The termination of the program shall not of itself give rise to any liability on the part of the COMPANY to pay any compensation to the Reseller, including but not limited to, for loss of profits or goodwill.
This Policy shall replace all other verbal or written Policies between the Parties concerning the Reseller’s right and license to promote and distribute the Products within the Territories.
This document constitutes the entire Policy of the Parties on the subject matter hereof and may not be modified or altered except by a written document duly executed by both Parties.
If either Party is prevented from performing any of its obligations hereunder due to any cause which is beyond the non-performing Party’s reasonable control, including but not limited to fire, explosion, flood, or other acts of God; acts, regulations, or laws of any government; strike, lock-out or labor disturbances; or unavailability or shortage of power, labor or transportation; war, rebellion or civil disorder (collectively, “Force Majeure Event”), such non-performing Party shall not be liable for breach of this Policy concerning such non-performance to the extent any such non-performance is due to a Force Majeure Event.
Such non-performance shall be excused for six (6) months or until the termination of such event (whichever occurs sooner), provided that the non-performing Party gives written notice to the other Party of the Force Majeure Event no later than thirty (30) days after becoming aware that the Force Majeure Event shall prevent timely performance.

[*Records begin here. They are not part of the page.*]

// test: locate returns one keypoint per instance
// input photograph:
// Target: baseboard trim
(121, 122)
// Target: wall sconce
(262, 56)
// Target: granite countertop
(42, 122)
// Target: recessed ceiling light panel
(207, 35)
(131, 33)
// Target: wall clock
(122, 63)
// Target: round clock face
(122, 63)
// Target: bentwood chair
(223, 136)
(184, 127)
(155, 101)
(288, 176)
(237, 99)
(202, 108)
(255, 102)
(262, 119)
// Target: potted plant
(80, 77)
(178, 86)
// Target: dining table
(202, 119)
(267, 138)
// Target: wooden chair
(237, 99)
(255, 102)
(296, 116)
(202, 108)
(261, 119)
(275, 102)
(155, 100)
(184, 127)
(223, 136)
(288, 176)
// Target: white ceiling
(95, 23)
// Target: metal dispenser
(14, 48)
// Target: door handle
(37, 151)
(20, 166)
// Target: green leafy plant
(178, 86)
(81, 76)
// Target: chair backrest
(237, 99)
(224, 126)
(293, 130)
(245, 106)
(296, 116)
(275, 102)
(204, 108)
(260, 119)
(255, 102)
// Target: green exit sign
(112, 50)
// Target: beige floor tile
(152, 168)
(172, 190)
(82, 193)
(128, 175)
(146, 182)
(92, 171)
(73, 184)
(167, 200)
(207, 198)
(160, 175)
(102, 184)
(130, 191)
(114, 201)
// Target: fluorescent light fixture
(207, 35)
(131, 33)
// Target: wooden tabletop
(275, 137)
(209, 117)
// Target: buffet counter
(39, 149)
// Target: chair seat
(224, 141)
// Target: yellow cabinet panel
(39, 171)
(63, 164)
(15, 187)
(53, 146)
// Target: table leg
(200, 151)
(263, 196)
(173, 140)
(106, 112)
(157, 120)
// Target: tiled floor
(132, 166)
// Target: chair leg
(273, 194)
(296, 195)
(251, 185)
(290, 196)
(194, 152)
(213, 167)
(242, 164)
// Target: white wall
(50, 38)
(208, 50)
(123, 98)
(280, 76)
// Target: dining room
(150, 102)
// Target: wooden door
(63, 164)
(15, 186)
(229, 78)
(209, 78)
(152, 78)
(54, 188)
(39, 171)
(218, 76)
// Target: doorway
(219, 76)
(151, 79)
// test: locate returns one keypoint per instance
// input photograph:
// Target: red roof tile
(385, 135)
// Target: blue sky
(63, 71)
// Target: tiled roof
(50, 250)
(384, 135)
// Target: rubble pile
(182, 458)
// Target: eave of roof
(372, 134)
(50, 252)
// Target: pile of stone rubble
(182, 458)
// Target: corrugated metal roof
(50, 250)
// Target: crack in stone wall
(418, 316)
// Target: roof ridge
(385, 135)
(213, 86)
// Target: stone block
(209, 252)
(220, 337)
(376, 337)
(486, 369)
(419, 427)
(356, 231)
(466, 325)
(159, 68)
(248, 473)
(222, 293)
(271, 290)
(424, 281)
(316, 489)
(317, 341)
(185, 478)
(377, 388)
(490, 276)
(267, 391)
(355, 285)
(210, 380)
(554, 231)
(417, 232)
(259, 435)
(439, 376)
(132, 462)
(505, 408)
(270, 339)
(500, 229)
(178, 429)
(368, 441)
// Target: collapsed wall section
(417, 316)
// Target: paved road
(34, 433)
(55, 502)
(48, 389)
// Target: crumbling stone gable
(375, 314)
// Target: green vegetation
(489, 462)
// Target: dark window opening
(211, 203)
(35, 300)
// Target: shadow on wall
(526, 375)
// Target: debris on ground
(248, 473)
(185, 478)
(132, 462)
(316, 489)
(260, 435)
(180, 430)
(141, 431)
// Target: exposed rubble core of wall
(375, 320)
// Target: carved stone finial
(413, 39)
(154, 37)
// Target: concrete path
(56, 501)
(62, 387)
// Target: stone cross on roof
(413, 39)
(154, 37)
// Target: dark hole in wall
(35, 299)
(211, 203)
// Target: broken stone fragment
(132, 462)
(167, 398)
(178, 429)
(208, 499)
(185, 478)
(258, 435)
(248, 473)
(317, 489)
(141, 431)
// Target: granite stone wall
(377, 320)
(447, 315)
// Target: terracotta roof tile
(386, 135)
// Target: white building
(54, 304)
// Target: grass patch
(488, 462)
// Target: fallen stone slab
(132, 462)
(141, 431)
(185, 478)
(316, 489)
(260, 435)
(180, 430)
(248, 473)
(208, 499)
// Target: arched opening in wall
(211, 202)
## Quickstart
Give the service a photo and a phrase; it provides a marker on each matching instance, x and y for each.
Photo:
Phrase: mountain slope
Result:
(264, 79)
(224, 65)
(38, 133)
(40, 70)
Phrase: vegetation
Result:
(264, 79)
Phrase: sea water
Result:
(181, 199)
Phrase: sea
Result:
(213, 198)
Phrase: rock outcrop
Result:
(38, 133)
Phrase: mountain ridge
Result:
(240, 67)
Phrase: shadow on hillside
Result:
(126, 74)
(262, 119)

A Force Majeure Event affecting either party does not excuse non-payment of amounts due for accepted goods ordered and delivered to the Reseller or for defective or recalled goods returned to the COMPANY.
This Policy shall be governed by, and construed by the law of Mexico. Each party irrevocably and unconditionally submits to the exclusive jurisdiction of the Courts of Mexico for determining any dispute, claim or difference concerning their commercial relationship or any matter arising therefrom.